The let "Remainder=$M%3" does a Modulus divide, setting the $Remainder variable to the Remainder of the Current Months number divided by 3. This way, each month will go into a separate directory for 3 months, and if I need to go back to a previous months backup, I can. This job will run for hours, but speed shouldn't be an issue.

#!/bin/bash
set -x
echo '/**********************************************************/'
echo '/**Job Copies Backup Files to my Rasberry PI at: **/'
echo '/** 192.168.0.50 **/'
echo '/**********************************************************/'
date
date=$(date +'%Y-%m-%d %H:%M:%S')
read Y M D h m s <<< ${date//[-: ]/ }
if [ $D -lt 8 ] ;then
let "Remainder=$M%3"
if [ $Remainder = 0 ] ;then
/usr/bin/sshpass -p 'MyPass' /usr/bin/scp -c arcfour /home/user1/user1bkp pi@192.168.0.50:/media/usbhdd/Month1
/usr/bin/sshpass -p 'MyPass' /usr/bin/scp -c arcfour /home/user1/user2bkp pi@192.168.0.50:/media/usbhdd/Month1
/usr/bin/sshpass -p 'MyPass' /usr/bin/scp -c arcfour /home/user1/user3bkp pi@192.168.0.50:/media/usbhdd/Month1
/usr/bin/sshpass -p 'MyPass' /usr/bin/scp -c arcfour /home/user1/user4bkp pi@192.168.0.50:/media/usbhdd/Month1
/usr/bin/sshpass -p 'MyPass' /usr/bin/scp -c arcfour /home/user1/user5bkp pi@192.168.0.50:/media/usbhdd/Month1
fi
if [ $Remainder = 1 ] ;then
/usr/bin/sshpass -p 'MyPass' /usr/bin/scp -c arcfour /home/user1/user1bkp pi@192.168.0.50:/media/usbhdd/Month2
/usr/bin/sshpass -p 'MyPass' /usr/bin/scp -c arcfour /home/user1/user2bkp pi@192.168.0.50:/media/usbhdd/Month2
/usr/bin/sshpass -p 'MyPass' /usr/bin/scp -c arcfour /home/user1/user3bkp pi@192.168.0.50:/media/usbhdd/Month2
/usr/bin/sshpass -p 'MyPass' /usr/bin/scp -c arcfour /home/user1/user4bkp pi@192.168.0.50:/media/usbhdd/Month2
/usr/bin/sshpass -p 'MyPass' /usr/bin/scp -c arcfour /home/user1/user5bkp pi@192.168.0.50:/media/usbhdd/Month2
fi
if [ $Remainder = 2 ] ;then
/usr/bin/sshpass -p 'MyPass' /usr/bin/scp -c arcfour /home/user1/user1bkp pi@192.168.0.50:/media/usbhdd/Month3
/usr/bin/sshpass -p 'MyPass' /usr/bin/scp -c arcfour /home/user1/user2bkp pi@192.168.0.50:/media/usbhdd/Month3
/usr/bin/sshpass -p 'MyPass' /usr/bin/scp -c arcfour /home/user1/user3bkp pi@192.168.0.50:/media/usbhdd/Month3
/usr/bin/sshpass -p 'MyPass' /usr/bin/scp -c arcfour /home/user1/user4bkp pi@192.168.0.50:/media/usbhdd/Month3
/usr/bin/sshpass -p 'MyPass' /usr/bin/scp -c arcfour /home/user1/user5bkp pi@192.168.0.50:/media/usbhdd/Month3
fi
fi
date

Lastly, the crontab is kind of goofy.

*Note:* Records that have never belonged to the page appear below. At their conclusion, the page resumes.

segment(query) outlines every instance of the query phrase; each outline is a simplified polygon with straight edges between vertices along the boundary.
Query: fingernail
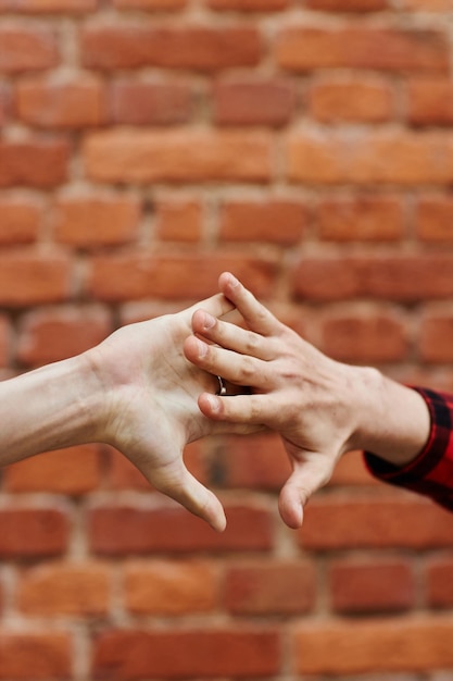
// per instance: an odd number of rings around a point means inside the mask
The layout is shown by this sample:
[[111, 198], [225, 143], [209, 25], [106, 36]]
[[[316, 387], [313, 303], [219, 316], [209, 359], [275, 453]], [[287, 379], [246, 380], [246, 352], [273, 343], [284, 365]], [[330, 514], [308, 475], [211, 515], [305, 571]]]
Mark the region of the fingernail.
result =
[[215, 324], [215, 319], [209, 312], [204, 313], [204, 329], [212, 329]]
[[197, 344], [198, 344], [198, 356], [200, 359], [203, 359], [207, 355], [207, 345], [203, 343], [203, 340], [200, 340], [199, 338], [197, 338]]

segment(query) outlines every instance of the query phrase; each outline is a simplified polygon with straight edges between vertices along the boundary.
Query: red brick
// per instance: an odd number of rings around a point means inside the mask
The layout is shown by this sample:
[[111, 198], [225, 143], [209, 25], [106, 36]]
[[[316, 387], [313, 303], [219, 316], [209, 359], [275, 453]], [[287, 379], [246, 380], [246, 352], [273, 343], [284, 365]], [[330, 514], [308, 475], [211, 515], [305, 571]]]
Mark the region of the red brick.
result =
[[27, 244], [38, 236], [42, 205], [34, 199], [0, 199], [0, 244]]
[[426, 582], [431, 607], [453, 607], [453, 562], [450, 558], [431, 559], [426, 570]]
[[0, 0], [0, 11], [23, 14], [78, 14], [96, 10], [98, 0]]
[[109, 131], [87, 138], [84, 161], [88, 176], [100, 182], [267, 182], [270, 137], [254, 131]]
[[288, 177], [303, 184], [450, 185], [451, 139], [443, 133], [293, 134]]
[[0, 45], [0, 73], [42, 71], [60, 60], [55, 35], [48, 28], [2, 26]]
[[295, 631], [295, 670], [348, 676], [448, 669], [452, 634], [453, 622], [435, 617], [310, 622]]
[[4, 508], [0, 510], [0, 528], [3, 559], [58, 556], [66, 549], [67, 520], [55, 509]]
[[226, 242], [269, 242], [291, 246], [300, 242], [307, 211], [300, 201], [230, 201], [223, 206], [219, 238]]
[[425, 314], [419, 345], [420, 359], [425, 362], [453, 361], [453, 317], [435, 312]]
[[388, 0], [306, 0], [306, 7], [329, 12], [376, 12], [389, 4]]
[[381, 483], [373, 478], [365, 466], [362, 451], [348, 451], [336, 466], [329, 486], [369, 486]]
[[431, 196], [421, 198], [416, 212], [418, 238], [425, 242], [453, 242], [453, 198]]
[[300, 562], [242, 562], [228, 568], [225, 606], [235, 615], [298, 615], [313, 610], [314, 566]]
[[80, 445], [40, 454], [3, 471], [8, 492], [50, 492], [79, 495], [96, 490], [101, 480], [98, 445]]
[[415, 125], [453, 123], [453, 84], [446, 78], [412, 81], [407, 88], [407, 117]]
[[[90, 295], [102, 300], [200, 299], [217, 290], [223, 271], [234, 271], [256, 296], [273, 287], [276, 263], [242, 253], [206, 256], [99, 256], [93, 259]], [[0, 274], [1, 281], [1, 274]], [[1, 289], [0, 289], [1, 300]]]
[[98, 345], [112, 331], [103, 308], [34, 310], [21, 321], [17, 358], [37, 367], [73, 357]]
[[415, 582], [407, 560], [334, 560], [329, 584], [336, 612], [385, 612], [414, 606]]
[[35, 127], [80, 128], [106, 121], [102, 84], [92, 78], [52, 84], [28, 79], [16, 89], [17, 116]]
[[0, 252], [0, 305], [58, 302], [68, 297], [71, 268], [62, 253]]
[[112, 0], [118, 10], [180, 10], [188, 0]]
[[[0, 633], [0, 679], [58, 681], [70, 678], [72, 641], [63, 633]], [[33, 670], [33, 671], [32, 671]]]
[[64, 140], [0, 141], [0, 187], [50, 189], [66, 179], [68, 160]]
[[175, 125], [189, 121], [193, 100], [189, 85], [119, 81], [111, 90], [112, 120], [130, 125]]
[[212, 461], [218, 485], [277, 491], [291, 473], [279, 435], [231, 435], [219, 444]]
[[0, 367], [7, 367], [12, 351], [12, 329], [8, 317], [0, 314]]
[[103, 70], [160, 66], [210, 72], [255, 66], [261, 51], [257, 30], [241, 26], [88, 26], [80, 36], [84, 65]]
[[306, 549], [449, 546], [449, 515], [431, 502], [412, 496], [356, 497], [337, 493], [314, 498], [305, 509], [301, 544]]
[[342, 361], [397, 362], [405, 359], [408, 339], [401, 314], [350, 314], [326, 320], [322, 349]]
[[402, 202], [391, 196], [328, 198], [317, 208], [319, 236], [335, 242], [380, 242], [404, 235]]
[[207, 0], [213, 10], [230, 10], [232, 12], [276, 12], [285, 10], [289, 0]]
[[203, 233], [203, 206], [193, 199], [158, 199], [158, 236], [163, 242], [198, 242]]
[[91, 550], [121, 556], [154, 552], [267, 550], [272, 547], [269, 515], [253, 507], [226, 507], [223, 534], [183, 508], [105, 506], [89, 519]]
[[311, 115], [323, 123], [382, 123], [392, 117], [393, 96], [385, 81], [330, 79], [314, 84], [309, 95]]
[[80, 248], [126, 244], [137, 238], [140, 219], [140, 202], [131, 196], [63, 197], [55, 203], [53, 235]]
[[284, 79], [221, 81], [213, 90], [214, 121], [219, 125], [285, 125], [294, 106], [294, 88]]
[[293, 292], [304, 300], [372, 297], [418, 301], [451, 298], [452, 268], [453, 258], [441, 253], [306, 258], [294, 271]]
[[389, 28], [285, 28], [277, 37], [278, 65], [291, 71], [374, 69], [446, 73], [449, 48], [442, 33]]
[[96, 562], [38, 565], [21, 572], [17, 604], [22, 612], [39, 617], [106, 615], [109, 568]]
[[111, 630], [98, 637], [95, 648], [96, 678], [118, 681], [268, 677], [278, 673], [279, 666], [279, 636], [263, 628]]
[[181, 616], [213, 611], [218, 570], [209, 562], [134, 562], [124, 571], [124, 606], [133, 615]]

I have to look up the format every time I use it. You can read about Cron here. The easiest thing to do is put the runtimes for the root account and the MyUser Account in separate files. The MyUser Cron file is set up as follows:

10 00 * * 0 /home/MyUser/Documents/bash/MysqlBackup
20 03 * * 0 /home/MyUser/Documents/bash/CopyBkp

And then the Root Cron File is set up as:

15 00 * * 0 /home/MyUser/Documents/bash/FullBackUp
10 03 * * 0 /home/MyUser/Documents/bash/RtCmd

In these, the first column is the minute to start, the second column is the hour it is to start and the fifth column is the day of the week.

Then, to change the current crontab with these, just sign into that user command line and type:

crontab FileName

where FileName is the name of that user's crontab file.